Due to insufficient personnel, however, local governments can only inspect a handful of eateries, leaving the rest unattended.
To fix this problem, the central government should intervene by allowing third-party inspection for local governments. To ensure high standards, these inspectors must be certified by the Health Department of the Public Health Ministry.
In addition, the Health Department must develop an online inspection system so consumers can rate and report the sanitation and hygiene conditions of the eateries from their experiences. Such an online consumer inspection system will automatically motivate business operators to maintain high standards. It will also help local governments address the problems quickly.
The third problem is outdated rules and regulations.
At present, many new types of eateries are not covered by the Public Health Act. They include food trucks, home kitchens, and online food delivery platforms which were very popular during the city lockdowns.
Consequently, these businesses are free from official monitoring.
These loopholes exist because the Public Health Act defines food outlets according to old practices. Under this law, there are only two types of food outlets. The first are food shops or restaurants. The second are food vendors in public spaces or street food.
Without proper and systematic monitoring and inspection, consumers are at risk of food poisoning and other health hazards. The case in point is the "fatal dumplings" incident last month. One died and more than 20 people suffered severe food poisoning from eating "homemade" dumplings contaminated by the salmonella bacteria.
This outdated law needs to be amended to better protect consumers.
Apart from expanding the definition of food outlets to keep up with the times, the authorities must set sanitation and hygiene standards for different types of eateries appropriately.
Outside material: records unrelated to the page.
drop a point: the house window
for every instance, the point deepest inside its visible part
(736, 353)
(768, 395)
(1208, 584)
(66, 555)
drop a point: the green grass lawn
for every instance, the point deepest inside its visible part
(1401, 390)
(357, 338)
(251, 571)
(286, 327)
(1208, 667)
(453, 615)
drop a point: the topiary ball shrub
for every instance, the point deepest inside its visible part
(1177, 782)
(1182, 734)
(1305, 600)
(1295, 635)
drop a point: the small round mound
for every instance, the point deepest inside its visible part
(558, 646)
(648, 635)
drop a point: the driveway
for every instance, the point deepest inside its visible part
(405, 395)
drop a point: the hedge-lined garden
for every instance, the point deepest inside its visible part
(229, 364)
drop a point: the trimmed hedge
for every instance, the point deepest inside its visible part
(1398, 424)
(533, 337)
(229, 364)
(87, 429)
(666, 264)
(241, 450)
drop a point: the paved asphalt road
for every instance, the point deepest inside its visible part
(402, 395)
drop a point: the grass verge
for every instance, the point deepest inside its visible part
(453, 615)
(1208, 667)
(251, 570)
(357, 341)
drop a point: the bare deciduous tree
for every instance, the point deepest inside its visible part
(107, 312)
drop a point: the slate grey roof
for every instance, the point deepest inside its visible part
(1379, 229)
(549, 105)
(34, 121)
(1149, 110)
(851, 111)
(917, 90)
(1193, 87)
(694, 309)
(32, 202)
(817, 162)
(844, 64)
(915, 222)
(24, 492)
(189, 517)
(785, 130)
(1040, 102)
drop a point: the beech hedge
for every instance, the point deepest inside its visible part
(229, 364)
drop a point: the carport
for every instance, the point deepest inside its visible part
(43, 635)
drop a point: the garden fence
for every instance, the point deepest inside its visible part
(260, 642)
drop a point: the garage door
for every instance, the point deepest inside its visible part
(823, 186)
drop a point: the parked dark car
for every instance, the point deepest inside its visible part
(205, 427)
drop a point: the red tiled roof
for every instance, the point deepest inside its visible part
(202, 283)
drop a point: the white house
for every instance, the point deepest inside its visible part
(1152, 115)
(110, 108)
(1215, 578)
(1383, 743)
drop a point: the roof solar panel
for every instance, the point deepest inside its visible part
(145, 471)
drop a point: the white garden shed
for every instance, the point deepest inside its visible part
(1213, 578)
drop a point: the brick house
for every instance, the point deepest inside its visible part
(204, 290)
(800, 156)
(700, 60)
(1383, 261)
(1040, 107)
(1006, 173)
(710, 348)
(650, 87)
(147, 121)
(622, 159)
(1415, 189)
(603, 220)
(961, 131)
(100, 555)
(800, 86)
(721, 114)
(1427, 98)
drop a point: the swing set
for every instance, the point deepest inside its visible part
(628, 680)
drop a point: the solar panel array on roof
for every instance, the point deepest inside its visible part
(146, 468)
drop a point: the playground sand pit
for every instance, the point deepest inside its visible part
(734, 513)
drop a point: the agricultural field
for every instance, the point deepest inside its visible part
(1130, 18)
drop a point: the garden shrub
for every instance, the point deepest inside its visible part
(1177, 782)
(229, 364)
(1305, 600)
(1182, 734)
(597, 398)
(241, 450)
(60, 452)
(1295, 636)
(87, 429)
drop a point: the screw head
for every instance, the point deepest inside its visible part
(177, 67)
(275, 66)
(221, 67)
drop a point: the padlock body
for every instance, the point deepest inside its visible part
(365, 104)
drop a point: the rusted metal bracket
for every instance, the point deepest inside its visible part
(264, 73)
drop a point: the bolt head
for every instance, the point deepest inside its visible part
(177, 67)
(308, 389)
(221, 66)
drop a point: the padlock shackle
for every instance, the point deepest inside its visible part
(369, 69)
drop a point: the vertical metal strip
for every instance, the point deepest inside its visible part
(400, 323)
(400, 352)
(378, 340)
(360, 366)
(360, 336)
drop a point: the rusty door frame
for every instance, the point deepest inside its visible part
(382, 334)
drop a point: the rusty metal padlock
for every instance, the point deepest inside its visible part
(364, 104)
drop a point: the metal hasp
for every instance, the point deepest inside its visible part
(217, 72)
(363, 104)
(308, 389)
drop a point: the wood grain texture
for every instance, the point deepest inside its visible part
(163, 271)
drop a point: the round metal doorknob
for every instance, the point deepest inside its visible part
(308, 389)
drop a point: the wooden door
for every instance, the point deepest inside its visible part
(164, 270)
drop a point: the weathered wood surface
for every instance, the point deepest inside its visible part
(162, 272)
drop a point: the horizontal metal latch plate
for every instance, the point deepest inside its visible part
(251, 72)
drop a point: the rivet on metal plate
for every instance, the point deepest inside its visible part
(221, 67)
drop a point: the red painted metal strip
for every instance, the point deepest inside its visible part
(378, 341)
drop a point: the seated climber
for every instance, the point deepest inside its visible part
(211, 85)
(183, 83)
The monitoring system must be practical and transparent. Sanitation and hygiene guidelines for business operators and vendors must also be clear to protect consumer health effectively.
As part of the legal amendments, the government should require food delivery platforms to make sanitation and hygiene inspection part of their company rules in screening food outlets to join their networks. They should also accept only the eateries which make it possible to trace their food back to their sources and where hygiene standard inspection is conducted routinely.
Strict sanitation and hygiene measures for all types of food outlets are necessary as part of state efforts to curtail the Covid-19 pandemic. This is difficult if the government fails to fix old problems of outdated laws and regulations.
The state authorities concerned should admit they do not have enough resources to conduct comprehensive monitoring and inspection themselves. Consequently, they should shift their policy from focusing only on punitive measures to offering incentives for food outlets so they are willing to maintain food hygiene, obtain the licences, and comply with state regulations.
As the city lockdowns ease and social life returns to normal, cooperation from the food businesses is essential to curtail Covid 19. For-long-term improvement of food hygiene and sanitation across the board, however, change must start with the government.
Fix outdated laws. Stop imposing impractical rules and regulations. Admit constraints. Facilitate change, don't inflict business burdens. Unless the government changes tack, the public will remain at risk when eating out or buying food, with or without the Covid-19 threat.
Urairat Jantarasiri is a researcher at the Thailand Development Research Institute (TDRI). Policy analyses from TDRI appear in the Bangkok Post on alternate Wednesdays.